While spending the fall semester preparing for his final classes and retirement, Jerry Stevens also received one of the top awards in finance, a Lifetime Achievement Award by the Joint Financial Education Association (FEA) and the Academy of Business Education (ABE).

“The award is special because it represents recognition by academic peers at other universities for long standing work to elevate the role of financial education in our profession,” Stevens said. “It is unusual to receive recognition outside the university for academic contributions other than pure research.”

Stevens, a professor of finance in the Robins School, has spent years working with a small group of finance educators to establish a role for financial education research, tutorials, and special sessions at the Financial Management Association meetings. At the same time, he worked with Jean Heck, finance professor at Villanova University, to organize and promote financial education with the creation of the FEA and ABE along with the development of The Journal of Financial Education. He also has a long standing reputation for research, seminars, and assistance to other universities for developing a variety of student managed investment funds, including the one at the Robins School of Business, which he advises. 

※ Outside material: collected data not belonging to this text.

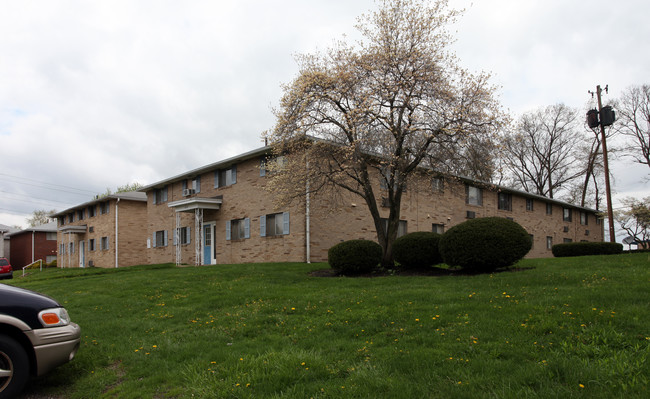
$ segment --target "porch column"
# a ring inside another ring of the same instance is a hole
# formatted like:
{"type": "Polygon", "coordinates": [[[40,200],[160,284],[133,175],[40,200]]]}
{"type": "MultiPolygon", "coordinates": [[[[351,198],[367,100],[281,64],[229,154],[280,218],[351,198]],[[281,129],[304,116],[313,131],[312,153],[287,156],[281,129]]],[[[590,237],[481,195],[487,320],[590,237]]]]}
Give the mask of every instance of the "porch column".
{"type": "Polygon", "coordinates": [[[201,244],[203,238],[203,208],[194,210],[194,250],[196,253],[196,265],[203,264],[203,251],[201,251],[201,244]]]}
{"type": "Polygon", "coordinates": [[[176,246],[176,266],[180,265],[182,262],[181,255],[181,243],[178,233],[181,228],[181,213],[176,211],[176,228],[174,229],[174,245],[176,246]]]}

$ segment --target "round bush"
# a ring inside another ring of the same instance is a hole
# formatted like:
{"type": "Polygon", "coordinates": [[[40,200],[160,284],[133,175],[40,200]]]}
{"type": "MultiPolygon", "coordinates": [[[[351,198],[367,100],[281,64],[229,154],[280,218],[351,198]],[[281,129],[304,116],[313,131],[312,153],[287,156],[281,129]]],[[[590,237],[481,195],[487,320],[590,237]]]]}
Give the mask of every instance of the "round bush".
{"type": "Polygon", "coordinates": [[[350,240],[330,248],[327,262],[341,274],[368,273],[379,265],[381,255],[381,246],[374,241],[350,240]]]}
{"type": "Polygon", "coordinates": [[[427,231],[403,235],[393,243],[393,258],[405,269],[437,265],[442,263],[438,241],[440,234],[427,231]]]}
{"type": "Polygon", "coordinates": [[[616,242],[568,242],[551,248],[556,258],[565,256],[616,255],[623,252],[623,244],[616,242]]]}
{"type": "Polygon", "coordinates": [[[532,240],[523,227],[499,217],[470,219],[456,225],[439,243],[445,263],[478,272],[510,266],[531,247],[532,240]]]}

“It is very satisfying to see the emergence of financial education as a focal point for serious academic research, pedagogical innovations, and sharing of best teaching practices,” Stevens said.

His passion for finance lies in the classroom, and Stevens says he will miss sharing his insights and research with students every day. But perhaps more than that, he will miss forming lifelong friendships with his students.

“I love sharing my enthusiasm for studying the dynamic nature of finance and the lifelong learning required to adapt to changing markets,” Stevens said. “Classroom interactions with students provides day-to-day satisfaction as an educator, but my favorite work with students revolves around longer term development and directions in their lives after college. I am most pleased by working with students in experiential learning, advising students on careers and interviews, engagements with former students, trips with students to New York City, and discussions with recruiters.”

Stevens has worked at the Robins School since 1987, and has devoted his time here to bringing finance research into the forefront of academia.

“My work with the finance community represents a laboratory where I work on bridging the gap between financial theory and practice,” Stevens said.  My work with troubled pension funds, fund managers, investment strategies, and bankruptcies of financial institutions offers real applications of finance that I bring back to the classroom.”

He credits the lifetime achievement award, though, to all the professors and colleagues whom he has worked with over the years to bring the Joint Financial Education Association (FEA) and the Academy of Business Education (ABE) to their current distinction. 

“The award is especially important to me because most of my associates in these efforts from the early years have now either retired or have passed away,” Stevens said. In many ways the award is a recognition of the collective work of these early contributors to financial education.”

Stevens is set to retire at the end of the 2019 calendar year after more than 30 years of service to the University. He has served as Joseph A. Jennings Endowed Chair of Business, faculty advisor to SMIF and the Finance Society, and has taught in the Robins School undergraduate, MBA, and executive education programs.